Under the framework of a linear sum test, we propose a novel method, P-value Weighted Sum Test (PWST), which builds a weighted sum score for multiple RVs by using a weight that takes both significance and direction of individual variants’ effects into account, and then tests association between the score and target trait. Because we use a permutation test to assess significance, the PWST has the correct type-I error in all cases. Due to the strategy of incorporating direction information into analysis, the PWST has significantly more power when (but not limited) there are heterogeneous effects in data, as compared with other collapsing tests. We demonstrate this and other statistical properties of PWST using both simulated and real data of quantitative trait.
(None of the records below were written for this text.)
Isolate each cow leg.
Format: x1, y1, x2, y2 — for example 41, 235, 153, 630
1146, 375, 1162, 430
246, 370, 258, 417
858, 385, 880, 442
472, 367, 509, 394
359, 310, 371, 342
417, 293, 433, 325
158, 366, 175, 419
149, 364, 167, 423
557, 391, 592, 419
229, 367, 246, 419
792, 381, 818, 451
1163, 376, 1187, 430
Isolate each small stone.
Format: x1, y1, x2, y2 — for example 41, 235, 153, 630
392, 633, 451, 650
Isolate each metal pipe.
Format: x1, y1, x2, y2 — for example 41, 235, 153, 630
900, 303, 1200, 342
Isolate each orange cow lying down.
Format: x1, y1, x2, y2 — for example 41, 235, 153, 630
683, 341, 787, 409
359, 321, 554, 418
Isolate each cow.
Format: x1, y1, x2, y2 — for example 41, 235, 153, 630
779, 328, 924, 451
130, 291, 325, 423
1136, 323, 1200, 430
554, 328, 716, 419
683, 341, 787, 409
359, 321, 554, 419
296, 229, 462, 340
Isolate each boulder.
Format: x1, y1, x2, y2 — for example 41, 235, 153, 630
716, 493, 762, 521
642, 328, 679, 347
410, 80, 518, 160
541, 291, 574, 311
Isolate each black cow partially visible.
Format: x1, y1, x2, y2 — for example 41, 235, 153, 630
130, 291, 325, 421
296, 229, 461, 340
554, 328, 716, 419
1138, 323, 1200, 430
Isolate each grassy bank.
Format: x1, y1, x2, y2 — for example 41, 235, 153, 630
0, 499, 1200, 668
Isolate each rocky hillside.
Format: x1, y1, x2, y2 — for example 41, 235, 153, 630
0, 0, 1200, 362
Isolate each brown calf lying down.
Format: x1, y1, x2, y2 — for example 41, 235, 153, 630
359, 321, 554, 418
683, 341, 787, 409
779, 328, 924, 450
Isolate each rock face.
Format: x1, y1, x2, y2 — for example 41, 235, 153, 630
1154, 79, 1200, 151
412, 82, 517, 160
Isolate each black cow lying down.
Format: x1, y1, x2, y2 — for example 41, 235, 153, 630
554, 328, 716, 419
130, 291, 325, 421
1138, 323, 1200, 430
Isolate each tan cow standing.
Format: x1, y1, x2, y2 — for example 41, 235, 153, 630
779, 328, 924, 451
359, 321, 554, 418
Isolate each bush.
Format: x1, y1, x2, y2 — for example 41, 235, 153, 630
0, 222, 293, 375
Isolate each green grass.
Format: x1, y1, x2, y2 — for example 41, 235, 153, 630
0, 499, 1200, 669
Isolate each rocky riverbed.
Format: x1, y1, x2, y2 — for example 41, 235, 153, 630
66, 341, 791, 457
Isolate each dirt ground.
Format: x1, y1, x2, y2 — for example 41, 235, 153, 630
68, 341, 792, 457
We also investigate how different sampling strategies influence the power of PWST. Although PWST is applicable to both binary and quantitative traits, we focus on quantitative traits (without binarizaztion) in this paper.

METHODS

A GENERALIZED FRAMEWORK

With slight modification, most existing methods for a collapsing test of multiple RVs can be generalized as a weighted sum score test based on a linear model [Han and Pan, 2010],

Y = α + β \sum_{i = 1}^{m} w_{i} g_{i} + ε

(1)

Y is the observed quantitative trait (or logit-transformed conditional probability for binary trait), α the grand mean (or intercept), β the collective effect coefficient, m the number of RVs in a genetic unit (usually a gene) of interest, w_i the weight of variant i, g_i the number (0, 1 or 2) of minor allele of variant i, ε the residual effect. The Σw_ig_i part in the model is the weighted sum score of multiple variants, denoted by S.
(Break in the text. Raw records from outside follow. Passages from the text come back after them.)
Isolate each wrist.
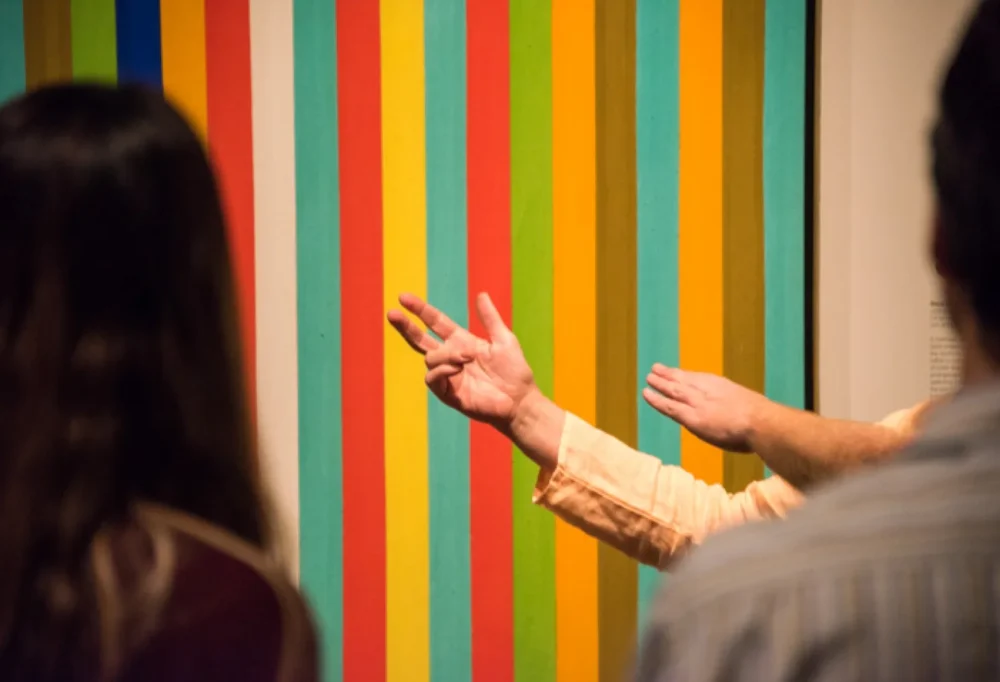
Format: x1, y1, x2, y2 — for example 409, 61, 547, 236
503, 386, 550, 443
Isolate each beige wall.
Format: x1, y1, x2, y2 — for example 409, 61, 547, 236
816, 0, 974, 419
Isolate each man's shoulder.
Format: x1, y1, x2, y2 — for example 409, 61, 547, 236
656, 448, 1000, 614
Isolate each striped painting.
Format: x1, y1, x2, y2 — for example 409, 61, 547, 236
0, 0, 811, 682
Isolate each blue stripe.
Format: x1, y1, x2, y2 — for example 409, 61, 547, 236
0, 0, 24, 102
292, 0, 344, 682
115, 0, 161, 88
635, 0, 681, 620
424, 0, 472, 682
763, 0, 807, 420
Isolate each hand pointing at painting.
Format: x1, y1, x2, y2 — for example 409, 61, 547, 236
388, 294, 565, 466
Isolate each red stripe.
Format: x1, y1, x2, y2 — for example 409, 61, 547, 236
331, 0, 386, 682
466, 0, 514, 682
205, 0, 257, 404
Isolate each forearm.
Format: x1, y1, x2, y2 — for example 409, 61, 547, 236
750, 402, 909, 489
500, 390, 566, 469
518, 410, 801, 569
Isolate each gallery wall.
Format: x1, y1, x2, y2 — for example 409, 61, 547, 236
815, 0, 976, 420
0, 0, 809, 682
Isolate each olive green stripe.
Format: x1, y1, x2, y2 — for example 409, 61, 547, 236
23, 0, 73, 90
722, 0, 765, 492
595, 0, 638, 682
510, 0, 556, 682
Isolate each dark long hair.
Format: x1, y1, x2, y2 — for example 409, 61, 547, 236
0, 85, 269, 680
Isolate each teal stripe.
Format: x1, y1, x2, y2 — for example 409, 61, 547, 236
294, 0, 343, 682
0, 0, 24, 102
424, 0, 472, 682
764, 0, 807, 420
635, 0, 681, 622
510, 0, 556, 682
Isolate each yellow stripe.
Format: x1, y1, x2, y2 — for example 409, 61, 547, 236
678, 0, 723, 483
160, 0, 208, 136
381, 0, 430, 682
552, 0, 598, 682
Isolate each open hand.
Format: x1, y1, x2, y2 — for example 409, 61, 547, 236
387, 294, 538, 431
642, 364, 771, 452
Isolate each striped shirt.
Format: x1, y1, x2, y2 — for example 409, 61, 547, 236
636, 385, 1000, 682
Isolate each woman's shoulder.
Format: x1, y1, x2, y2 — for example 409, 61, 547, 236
120, 506, 318, 682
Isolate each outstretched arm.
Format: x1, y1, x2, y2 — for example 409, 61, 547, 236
643, 365, 929, 490
515, 396, 802, 569
389, 295, 799, 568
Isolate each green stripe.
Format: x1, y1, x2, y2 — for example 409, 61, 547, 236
764, 0, 808, 420
294, 0, 343, 681
510, 0, 556, 682
21, 0, 73, 90
70, 0, 118, 82
635, 0, 681, 623
722, 0, 764, 492
424, 0, 472, 682
0, 0, 24, 102
595, 0, 639, 682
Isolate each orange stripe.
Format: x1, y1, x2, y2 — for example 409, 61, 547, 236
22, 0, 73, 90
160, 0, 208, 135
678, 0, 723, 483
552, 0, 598, 682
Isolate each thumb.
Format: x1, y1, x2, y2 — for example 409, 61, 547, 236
476, 293, 511, 341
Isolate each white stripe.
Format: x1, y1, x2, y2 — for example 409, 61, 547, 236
250, 0, 299, 576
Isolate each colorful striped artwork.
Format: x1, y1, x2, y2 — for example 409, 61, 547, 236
0, 0, 812, 682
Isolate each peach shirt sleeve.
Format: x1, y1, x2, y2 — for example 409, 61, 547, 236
534, 404, 925, 570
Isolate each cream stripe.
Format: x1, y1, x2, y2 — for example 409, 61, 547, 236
250, 0, 299, 576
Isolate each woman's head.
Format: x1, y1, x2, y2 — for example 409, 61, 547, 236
0, 85, 266, 668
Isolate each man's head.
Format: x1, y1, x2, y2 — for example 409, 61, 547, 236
932, 0, 1000, 380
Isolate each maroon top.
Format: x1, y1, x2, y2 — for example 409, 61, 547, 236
117, 508, 319, 682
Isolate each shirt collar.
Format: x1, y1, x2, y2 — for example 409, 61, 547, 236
921, 380, 1000, 440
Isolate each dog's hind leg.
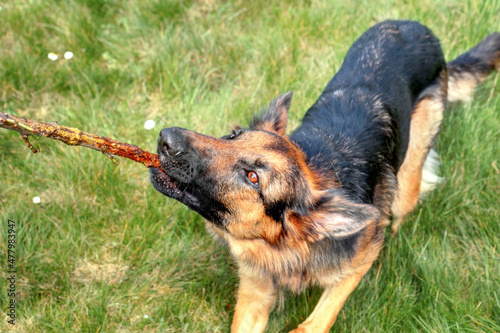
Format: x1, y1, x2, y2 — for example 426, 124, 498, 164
392, 32, 500, 234
231, 266, 277, 333
391, 70, 448, 235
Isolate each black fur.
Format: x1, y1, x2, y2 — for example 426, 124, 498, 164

Most existing RV collapsing methods can be viewed as special instances of this model. For example, Morgenthaler and Thilly’s cohort allelic sums test (CAST) method [Morgenthaler and Thilly, 2007] is equivalent to setting w_i =1 for all RVs; Similarly, Li and Leal’s CMC method [Li and Leal, 2008] sets w_i =1 for all RVs but limits S=1 if S>1; Madsen and Browning’s weighted sum statistic (WSS) approach [Madsen and Browning, 2009] calculates w_i based-on allele frequency in controls; Han and Pan’s adaptive sum (aSum) test [Han and Pan, 2010] recodes genotypes (equivalent to choosing w_i = 1 or −1) according to the direction of estimated logistic regression coefficient and a pre-defined cutoff of p-value. Among these methods, only Han and Pan’s aSum test has tackled the problem of heterogeneous effects under a context of logistic regression of binary trait, and it requires arbitrary significance cutoff that may reduce the power if inappropriately chosen.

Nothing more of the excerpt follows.